Bakersfield's 12.8 GPG hardness is not dangerous to drink — the EPA classifies calcium and magnesium as essential minerals with no maximum contaminant level. However, extremely hard water creates significant property damage, appliance failure, and increased household expenses that justify treatment for economic reasons.
The health concerns in Bakersfield relate to chloramine disinfection, nitrate contamination from agriculture, and naturally occurring arsenic — not the hardness minerals themselves. These contaminants require separate treatment beyond water softening.
14. Will a water softener remove chloramine from Bakersfield's water?
No, standard ion exchange water softeners do not remove chloramine from Bakersfield's municipal supply. Softener resin targets calcium and magnesium specifically — chloramine removal requires catalytic carbon filtration installed upstream of the softening system.
Bakersfield households experiencing medicinal odor or taste should install a dedicated catalytic carbon whole-house filter before the SoftPro Elite HE. Standard activated carbon filters cannot remove chloramine effectively — only catalytic carbon media breaks the chlorine-ammonia bond.
15. How much salt will I use per month in Bakersfield at 12.8 GPG?
A typical 4-person Bakersfield household with a 48K grain SoftPro Elite HE will consume 40-50 pounds of salt monthly. This calculation is based on regenerating every 5-7 days using 8-12 pounds of evaporated salt pellets per cycle.
At current Bakersfield salt prices ($6-8 per 40-lb bag), expect $8-12 monthly operating costs for salt. This is 60-80% higher than moderate hardness areas but still represents massive savings compared to the $200-350 monthly "hard water tax" from appliance damage, energy waste, and soap overconsumption.
16. Does Bakersfield require a permit to install a water softener?
Kern County requires permits for plumbing modifications involving new drain connections, electrical work, or alterations to the main water service line. Simple softener replacement using existing connections typically doesn't require permits, but new installations usually do.
Contact Bakersfield's Building and Safety Department at (661) 326-3774 before installation to verify requirements for your specific project scope.

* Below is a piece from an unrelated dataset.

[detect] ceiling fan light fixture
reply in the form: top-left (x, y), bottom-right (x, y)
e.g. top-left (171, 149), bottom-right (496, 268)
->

Some HOAs in newer Bakersfield developments also have architectural guidelines for exterior equipment placement.
17. Why does soft water feel slippery in the shower after installing a softener?

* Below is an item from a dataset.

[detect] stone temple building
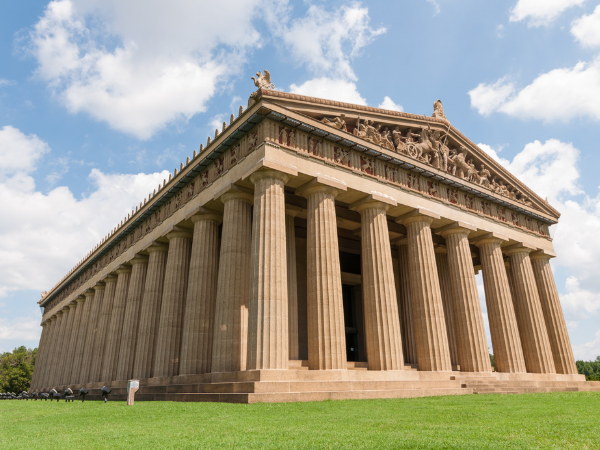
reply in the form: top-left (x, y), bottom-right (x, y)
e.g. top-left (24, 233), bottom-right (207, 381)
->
top-left (31, 72), bottom-right (600, 402)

Soft water feels slippery because your skin can actually get clean for the first time in years. Bakersfield's 12.8 GPG hard water deposits calcium and magnesium ions on your skin, creating a mineral film that soap cannot penetrate effectively.
After softener installation, soap works properly again, removing oils and residue that hard water prevented you from washing away. The "slippery" sensation is your natural skin oils without mineral interference — you're feeling truly clean skin, not soapy residue. Most Bakersfield residents adjust to this sensation within 1-2 weeks and report significantly improved skin and hair condition.
Final Verdict for Bakersfield
Bakersfield's hardness of 12.8 GPG demands professional-grade treatment that can sustain performance under extreme mineral stress. This isn't a water quality preference — it's essential infrastructure protection for every appliance, fixture, and pipe in your home.
Chloramine, nitrates, and arsenic compound the hardness problem by requiring specialized treatment that works effectively downstream of ion exchange softening. The SoftPro Elite HE handles Bakersfield's mineral assault through demand-initiated regeneration, high-capacity resin, and comprehensive warranty coverage during the critical high-stress operational period.
For Bakersfield households, the math is unambiguous: $2,000-4,000 annually in hard water damage versus $8-12 monthly in salt costs for comprehensive mineral removal. Check current SoftPro Elite HE pricing and available grain capacities for Bakersfield households ready to end their hard water damage cycle permanently.
In a city where the Kern River carved the landscape through millions of years of mineral dissolution, protecting your home's plumbing requires the same persistence and the right professional-grade equipment.